The carrying value of net liabilities attributable to the Akdjol-Tokhtazan Project in the Company’s unaudited consolidated financial statements as at March 31, 2016 was US$0.5 million. The losses attributable to the Akdjol-Tokhtazan Project were US$30,000 for the quarter ended March 31, 2016 (US$4.4 million for the year ended December 31, 2015, which included an impairment charge of US$4.3 million).
This press release contains forward-looking information which is not comprised of historical facts. Forward-looking information involves risks, uncertainties and other factors that could cause actual events, results, performance and opportunities to differ materially from those expressed or implied by such forward-looking information. Forward-looking information contained in this press release includes, but may not be limited to, the anticipated completion of the Transaction and the terms and timing related thereto, whether or not the Company receives any payments in relation to the Loan or the Deferred Consideration, the Company’s use of any proceeds from the Transaction, and the expected effect of the Transaction on the Company.
Factors that could cause actual results to differ materially from those described in such forward-looking information include, but are not limited to, the ability of the parties to satisfy any conditions to the completion of the Transaction, the inability to obtain, maintain, renew, amend and/or extend required licences, permits, authorizations and/or approvals from the appropriate regulatory authorities, risks relating to the regulatory framework in the Kyrgyz Republic, adverse changes in the laws or political environment in the Kyrgyz Republic, adverse changes in commodities prices, as well as certain other risks set out in the Company’s public documents, including its annual information form dated March 30, 2016, filed under the Company’s profile on SEDAR at www.sedar.com.

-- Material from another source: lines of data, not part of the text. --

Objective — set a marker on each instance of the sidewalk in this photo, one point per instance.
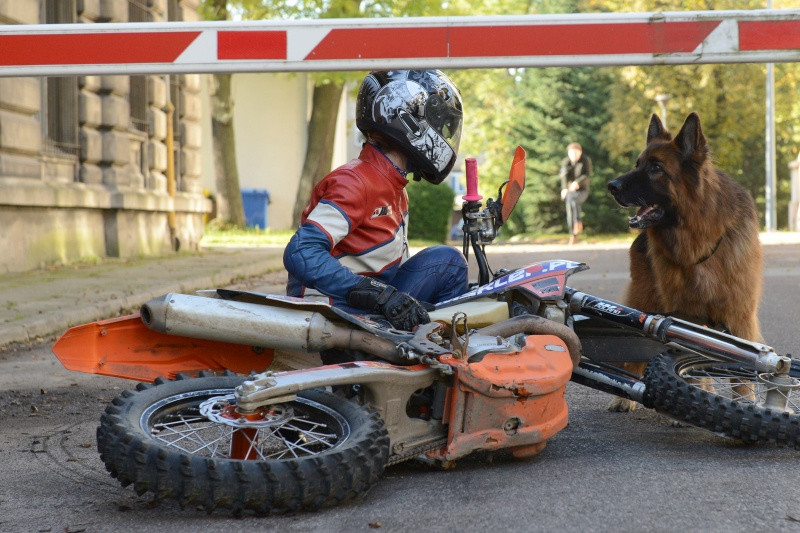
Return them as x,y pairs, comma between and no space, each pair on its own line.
42,303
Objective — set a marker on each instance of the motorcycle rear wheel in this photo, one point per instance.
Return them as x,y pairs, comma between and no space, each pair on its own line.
177,440
726,398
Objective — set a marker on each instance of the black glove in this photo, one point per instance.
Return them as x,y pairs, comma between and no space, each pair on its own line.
400,308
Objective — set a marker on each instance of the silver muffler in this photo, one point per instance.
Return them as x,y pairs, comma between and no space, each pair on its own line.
258,325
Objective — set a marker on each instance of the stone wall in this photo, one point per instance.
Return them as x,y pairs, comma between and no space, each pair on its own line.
105,193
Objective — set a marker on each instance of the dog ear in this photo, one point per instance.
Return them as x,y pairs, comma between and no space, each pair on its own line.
690,139
656,130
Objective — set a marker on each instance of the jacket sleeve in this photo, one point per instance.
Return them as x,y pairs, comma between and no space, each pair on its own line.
308,257
586,172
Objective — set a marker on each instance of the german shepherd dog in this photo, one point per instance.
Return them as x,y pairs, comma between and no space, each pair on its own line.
698,254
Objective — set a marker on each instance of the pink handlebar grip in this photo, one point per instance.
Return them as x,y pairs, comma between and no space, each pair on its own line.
472,180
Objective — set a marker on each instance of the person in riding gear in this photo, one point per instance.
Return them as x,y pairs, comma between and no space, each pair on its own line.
351,248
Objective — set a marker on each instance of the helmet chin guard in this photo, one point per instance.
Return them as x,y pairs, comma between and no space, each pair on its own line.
420,110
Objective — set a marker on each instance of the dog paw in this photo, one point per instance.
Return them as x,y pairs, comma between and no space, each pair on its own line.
621,405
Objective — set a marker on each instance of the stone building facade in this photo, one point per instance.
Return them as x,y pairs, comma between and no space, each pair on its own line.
83,160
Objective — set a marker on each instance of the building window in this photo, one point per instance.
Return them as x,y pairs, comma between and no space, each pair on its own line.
61,93
138,12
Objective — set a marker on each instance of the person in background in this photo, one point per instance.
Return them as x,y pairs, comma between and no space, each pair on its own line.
575,173
351,248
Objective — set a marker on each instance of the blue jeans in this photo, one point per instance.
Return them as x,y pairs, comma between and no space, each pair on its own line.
432,275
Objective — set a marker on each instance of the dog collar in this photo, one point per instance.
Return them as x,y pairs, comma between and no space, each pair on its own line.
711,252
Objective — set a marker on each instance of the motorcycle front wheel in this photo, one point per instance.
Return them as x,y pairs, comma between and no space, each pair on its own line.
184,440
727,398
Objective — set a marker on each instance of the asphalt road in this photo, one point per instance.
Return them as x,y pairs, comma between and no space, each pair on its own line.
605,472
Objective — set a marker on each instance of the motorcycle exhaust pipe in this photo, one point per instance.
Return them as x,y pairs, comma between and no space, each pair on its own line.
258,325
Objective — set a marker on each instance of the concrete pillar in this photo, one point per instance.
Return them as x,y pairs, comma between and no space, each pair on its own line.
794,201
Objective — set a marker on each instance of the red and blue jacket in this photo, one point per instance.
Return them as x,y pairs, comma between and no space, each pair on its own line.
355,225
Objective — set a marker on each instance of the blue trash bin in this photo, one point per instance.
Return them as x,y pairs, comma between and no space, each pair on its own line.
255,202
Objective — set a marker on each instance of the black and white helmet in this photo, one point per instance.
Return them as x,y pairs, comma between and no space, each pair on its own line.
420,110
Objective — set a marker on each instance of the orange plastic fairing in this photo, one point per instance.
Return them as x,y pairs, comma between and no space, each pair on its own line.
125,348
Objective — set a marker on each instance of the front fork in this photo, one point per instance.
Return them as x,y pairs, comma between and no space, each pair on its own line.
677,333
387,389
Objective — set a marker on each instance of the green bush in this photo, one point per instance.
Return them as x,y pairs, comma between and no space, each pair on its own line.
429,210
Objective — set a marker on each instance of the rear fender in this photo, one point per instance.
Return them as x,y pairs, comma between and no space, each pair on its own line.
125,348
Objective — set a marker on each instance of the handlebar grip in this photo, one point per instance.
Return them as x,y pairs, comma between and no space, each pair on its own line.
472,180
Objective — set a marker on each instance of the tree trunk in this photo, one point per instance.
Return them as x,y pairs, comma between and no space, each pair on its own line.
229,197
319,152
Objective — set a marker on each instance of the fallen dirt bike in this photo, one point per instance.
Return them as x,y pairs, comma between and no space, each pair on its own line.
488,373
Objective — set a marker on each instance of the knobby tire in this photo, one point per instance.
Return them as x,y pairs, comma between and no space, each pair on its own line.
130,445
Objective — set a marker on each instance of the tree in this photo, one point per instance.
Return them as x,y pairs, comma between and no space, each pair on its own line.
229,196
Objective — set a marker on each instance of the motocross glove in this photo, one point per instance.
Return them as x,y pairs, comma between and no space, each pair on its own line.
400,308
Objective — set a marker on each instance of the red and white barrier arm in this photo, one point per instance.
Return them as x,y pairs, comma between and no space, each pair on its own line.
431,42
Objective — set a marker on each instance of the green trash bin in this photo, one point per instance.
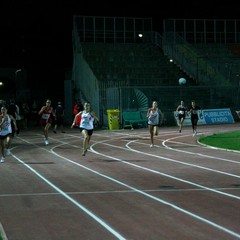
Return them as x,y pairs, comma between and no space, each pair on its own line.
113,119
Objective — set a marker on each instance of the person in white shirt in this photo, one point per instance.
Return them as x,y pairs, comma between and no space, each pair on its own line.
86,125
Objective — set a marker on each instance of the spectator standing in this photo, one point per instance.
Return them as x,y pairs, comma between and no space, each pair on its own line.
6,131
26,114
193,110
181,111
155,119
78,107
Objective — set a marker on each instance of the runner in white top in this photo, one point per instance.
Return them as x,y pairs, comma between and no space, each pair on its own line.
86,125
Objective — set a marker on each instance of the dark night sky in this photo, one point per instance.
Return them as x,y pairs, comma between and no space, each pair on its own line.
36,35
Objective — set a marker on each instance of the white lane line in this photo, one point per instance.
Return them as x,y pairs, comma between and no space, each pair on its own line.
88,212
222,228
199,154
148,195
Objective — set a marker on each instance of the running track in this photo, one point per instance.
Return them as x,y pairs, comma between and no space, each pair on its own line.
122,188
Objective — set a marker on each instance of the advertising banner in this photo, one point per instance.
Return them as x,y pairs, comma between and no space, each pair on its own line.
209,116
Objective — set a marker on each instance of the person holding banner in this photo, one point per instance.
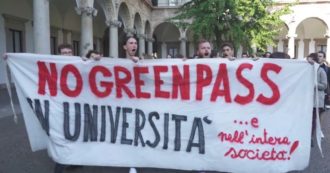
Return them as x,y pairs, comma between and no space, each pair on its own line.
130,46
321,86
204,49
227,51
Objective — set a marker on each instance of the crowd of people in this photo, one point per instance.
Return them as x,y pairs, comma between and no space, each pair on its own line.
204,50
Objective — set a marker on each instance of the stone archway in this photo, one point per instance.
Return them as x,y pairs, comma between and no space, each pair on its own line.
311,36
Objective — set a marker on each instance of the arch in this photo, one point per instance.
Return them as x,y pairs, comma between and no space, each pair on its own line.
167,39
312,27
147,29
283,32
107,8
167,32
124,15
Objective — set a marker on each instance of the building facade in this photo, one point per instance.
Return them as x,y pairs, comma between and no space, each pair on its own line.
39,26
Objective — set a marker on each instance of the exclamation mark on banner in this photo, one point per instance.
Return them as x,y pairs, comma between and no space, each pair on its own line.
293,147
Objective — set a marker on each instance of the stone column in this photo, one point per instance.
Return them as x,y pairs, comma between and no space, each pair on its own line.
69,37
113,37
41,26
291,45
60,37
183,46
280,46
29,37
141,45
130,32
150,46
191,49
86,42
2,49
312,46
328,47
239,51
301,46
98,45
164,50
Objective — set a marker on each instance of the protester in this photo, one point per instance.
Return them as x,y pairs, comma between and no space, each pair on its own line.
321,86
204,49
92,54
65,49
266,55
130,46
323,62
227,51
245,55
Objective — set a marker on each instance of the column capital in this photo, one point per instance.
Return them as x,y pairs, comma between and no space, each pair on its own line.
115,23
141,36
89,11
150,39
291,35
183,39
130,31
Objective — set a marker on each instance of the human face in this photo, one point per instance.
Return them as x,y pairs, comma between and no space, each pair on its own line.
227,52
66,52
204,50
321,57
130,47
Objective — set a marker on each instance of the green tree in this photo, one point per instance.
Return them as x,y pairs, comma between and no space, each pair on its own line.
241,22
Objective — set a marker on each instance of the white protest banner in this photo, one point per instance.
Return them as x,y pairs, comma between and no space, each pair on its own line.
201,114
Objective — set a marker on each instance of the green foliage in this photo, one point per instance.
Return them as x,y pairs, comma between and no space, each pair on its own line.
241,22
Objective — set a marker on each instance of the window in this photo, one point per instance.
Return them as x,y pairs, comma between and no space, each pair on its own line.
16,41
75,47
321,48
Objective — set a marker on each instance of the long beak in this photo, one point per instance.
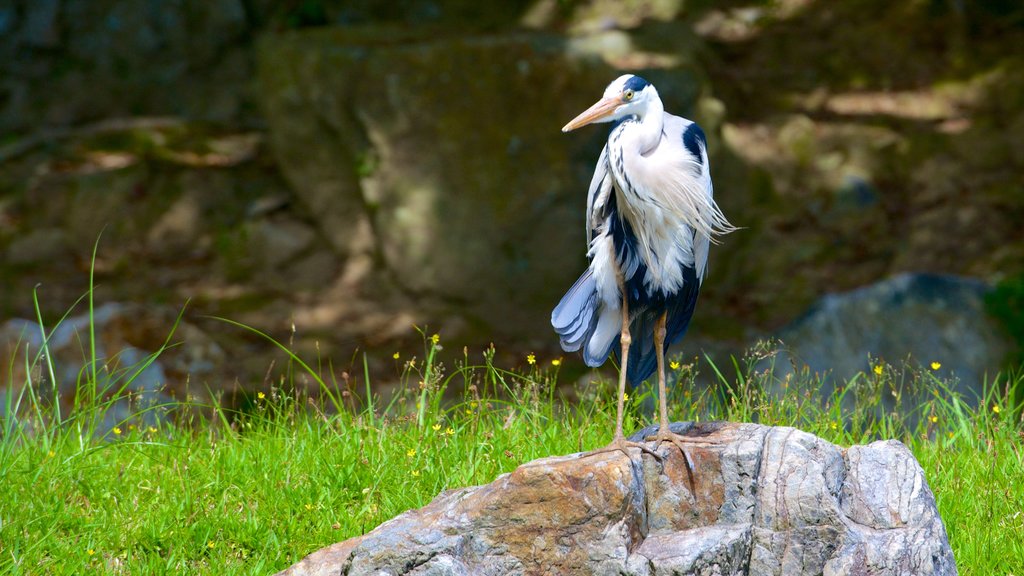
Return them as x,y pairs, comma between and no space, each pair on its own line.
602,109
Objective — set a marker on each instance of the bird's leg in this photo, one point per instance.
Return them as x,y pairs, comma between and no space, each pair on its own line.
619,442
664,434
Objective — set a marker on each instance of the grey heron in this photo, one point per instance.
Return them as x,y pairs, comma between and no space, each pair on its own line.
650,220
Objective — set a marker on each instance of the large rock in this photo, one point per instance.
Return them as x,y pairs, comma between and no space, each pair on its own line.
439,158
133,382
929,318
764,500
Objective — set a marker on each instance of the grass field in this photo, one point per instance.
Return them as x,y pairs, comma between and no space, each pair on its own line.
251,493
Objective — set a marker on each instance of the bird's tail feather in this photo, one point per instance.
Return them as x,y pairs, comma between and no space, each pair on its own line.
582,322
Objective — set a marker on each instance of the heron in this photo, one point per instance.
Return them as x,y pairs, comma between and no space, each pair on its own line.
651,218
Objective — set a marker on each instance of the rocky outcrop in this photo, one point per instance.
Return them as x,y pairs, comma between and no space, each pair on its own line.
929,318
141,371
764,500
437,160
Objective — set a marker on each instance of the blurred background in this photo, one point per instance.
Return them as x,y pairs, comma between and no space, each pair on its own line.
336,172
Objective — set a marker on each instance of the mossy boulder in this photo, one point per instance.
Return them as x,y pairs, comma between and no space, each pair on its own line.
439,159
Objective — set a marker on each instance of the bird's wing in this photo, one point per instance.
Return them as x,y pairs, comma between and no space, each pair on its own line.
597,196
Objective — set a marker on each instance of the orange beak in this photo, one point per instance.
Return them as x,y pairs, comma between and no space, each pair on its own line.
602,109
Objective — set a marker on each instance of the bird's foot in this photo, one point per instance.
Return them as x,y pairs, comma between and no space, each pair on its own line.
665,435
621,444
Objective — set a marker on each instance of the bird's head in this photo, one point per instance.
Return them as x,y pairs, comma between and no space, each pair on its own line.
627,95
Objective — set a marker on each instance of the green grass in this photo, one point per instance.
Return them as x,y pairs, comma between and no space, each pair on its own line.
215,492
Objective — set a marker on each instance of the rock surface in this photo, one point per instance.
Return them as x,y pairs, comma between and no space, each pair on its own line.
139,387
439,159
765,500
927,317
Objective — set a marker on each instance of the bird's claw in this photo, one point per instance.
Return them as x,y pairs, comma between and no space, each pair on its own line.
621,444
665,435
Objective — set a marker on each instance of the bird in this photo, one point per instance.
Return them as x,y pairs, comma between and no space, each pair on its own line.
651,218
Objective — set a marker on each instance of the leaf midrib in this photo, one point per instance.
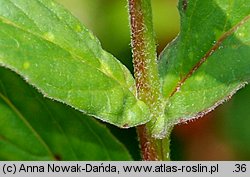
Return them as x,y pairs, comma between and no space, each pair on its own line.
74,55
212,50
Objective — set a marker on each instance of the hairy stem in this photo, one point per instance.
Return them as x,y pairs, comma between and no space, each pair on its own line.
147,79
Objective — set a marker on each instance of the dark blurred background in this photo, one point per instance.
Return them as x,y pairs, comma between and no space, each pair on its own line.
221,135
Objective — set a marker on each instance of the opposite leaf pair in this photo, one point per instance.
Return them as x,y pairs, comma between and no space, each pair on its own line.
205,65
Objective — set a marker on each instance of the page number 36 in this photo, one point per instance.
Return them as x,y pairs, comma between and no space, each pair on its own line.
240,168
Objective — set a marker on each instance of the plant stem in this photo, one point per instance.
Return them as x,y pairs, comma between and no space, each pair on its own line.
147,79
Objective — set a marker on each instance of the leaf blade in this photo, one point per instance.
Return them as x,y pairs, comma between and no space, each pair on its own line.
61,58
59,132
212,58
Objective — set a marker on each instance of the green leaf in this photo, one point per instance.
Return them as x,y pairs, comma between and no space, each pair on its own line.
36,128
236,126
209,60
48,47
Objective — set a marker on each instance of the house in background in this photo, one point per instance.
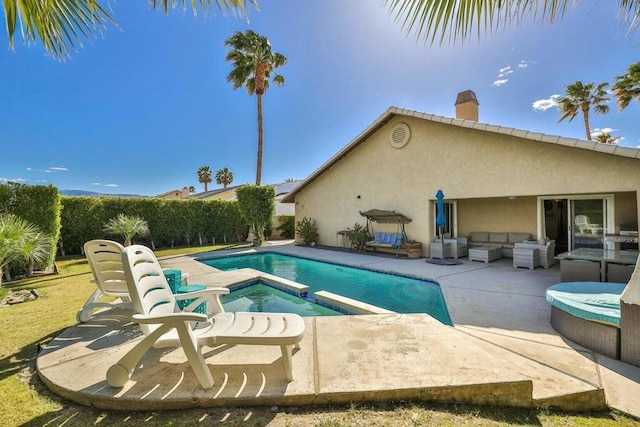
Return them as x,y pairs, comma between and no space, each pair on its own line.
494,178
175,194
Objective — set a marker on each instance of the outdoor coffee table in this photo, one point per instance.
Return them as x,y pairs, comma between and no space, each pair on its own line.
485,253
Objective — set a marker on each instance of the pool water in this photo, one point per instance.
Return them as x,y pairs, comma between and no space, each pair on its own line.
261,298
396,293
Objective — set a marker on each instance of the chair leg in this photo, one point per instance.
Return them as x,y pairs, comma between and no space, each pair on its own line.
120,373
288,362
195,357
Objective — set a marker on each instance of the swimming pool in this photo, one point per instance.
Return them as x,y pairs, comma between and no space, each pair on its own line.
392,292
260,297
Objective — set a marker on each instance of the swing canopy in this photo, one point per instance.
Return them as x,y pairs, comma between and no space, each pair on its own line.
385,217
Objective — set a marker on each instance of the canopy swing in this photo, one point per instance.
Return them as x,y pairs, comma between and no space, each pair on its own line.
386,240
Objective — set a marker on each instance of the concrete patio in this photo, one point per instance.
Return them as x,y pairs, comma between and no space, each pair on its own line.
501,350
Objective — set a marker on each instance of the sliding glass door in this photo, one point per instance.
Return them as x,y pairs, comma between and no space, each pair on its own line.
588,218
576,221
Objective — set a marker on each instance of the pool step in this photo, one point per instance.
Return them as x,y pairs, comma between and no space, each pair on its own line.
340,303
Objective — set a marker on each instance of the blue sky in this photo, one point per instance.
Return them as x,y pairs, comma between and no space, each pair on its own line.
140,108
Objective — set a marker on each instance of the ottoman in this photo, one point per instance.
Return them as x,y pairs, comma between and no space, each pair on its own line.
485,253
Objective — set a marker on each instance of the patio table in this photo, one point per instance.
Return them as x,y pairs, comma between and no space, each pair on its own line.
603,256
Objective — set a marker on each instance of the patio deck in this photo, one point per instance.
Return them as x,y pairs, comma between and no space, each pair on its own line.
501,350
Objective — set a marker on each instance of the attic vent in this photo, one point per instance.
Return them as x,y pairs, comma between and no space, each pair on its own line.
400,135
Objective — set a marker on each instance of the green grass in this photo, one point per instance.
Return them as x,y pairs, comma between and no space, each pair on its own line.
24,400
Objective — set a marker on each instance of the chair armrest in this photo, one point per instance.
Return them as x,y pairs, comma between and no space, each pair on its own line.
167,318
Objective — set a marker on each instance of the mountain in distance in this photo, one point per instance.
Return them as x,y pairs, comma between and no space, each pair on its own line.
84,193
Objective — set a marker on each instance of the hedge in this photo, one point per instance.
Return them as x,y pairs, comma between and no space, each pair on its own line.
171,222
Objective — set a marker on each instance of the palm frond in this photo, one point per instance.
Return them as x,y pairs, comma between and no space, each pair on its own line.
457,20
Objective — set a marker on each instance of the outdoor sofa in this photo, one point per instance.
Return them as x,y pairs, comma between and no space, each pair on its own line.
506,241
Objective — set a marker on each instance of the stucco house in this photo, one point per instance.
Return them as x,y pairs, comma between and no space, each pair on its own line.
496,179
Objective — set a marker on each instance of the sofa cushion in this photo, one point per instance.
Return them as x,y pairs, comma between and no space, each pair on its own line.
480,236
518,237
498,237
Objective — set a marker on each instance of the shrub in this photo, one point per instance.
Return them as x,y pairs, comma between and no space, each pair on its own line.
358,236
127,227
287,226
307,231
257,204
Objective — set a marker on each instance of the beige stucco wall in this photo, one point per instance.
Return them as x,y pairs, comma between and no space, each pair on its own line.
478,169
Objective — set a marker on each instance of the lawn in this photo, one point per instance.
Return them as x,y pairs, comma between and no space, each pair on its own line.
24,400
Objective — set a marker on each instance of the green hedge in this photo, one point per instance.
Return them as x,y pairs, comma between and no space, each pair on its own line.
171,222
37,204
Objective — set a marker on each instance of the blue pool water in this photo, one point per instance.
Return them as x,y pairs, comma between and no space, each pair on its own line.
396,293
260,298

The forward-looking information in this press release reflects the current expectations, assumptions and/or beliefs of the Company based on information currently available to the Company. In connection with the forward-looking information contained in this press release, the Company has made assumptions about: the satisfaction or waiver, as applicable, of any conditions to the completion of the Transaction; the Company’s business, the economy and the mineral resources development and extraction industry in general. The Company has also assumed that no significant events occur outside of the Company’s normal course of business. Although the Company believes that the assumptions inherent in the forward-looking information are reasonable, forward-looking information is not a guarantee of future performance and accordingly undue reliance should not be put on such information due to the inherent uncertainty therein.
Any forward-looking information speaks only as of the date on which it is made and, except as may be required by applicable securities laws, the Company disclaims any intent or obligation to update any forward-looking information, whether as a result of new information, future events or results or otherwise.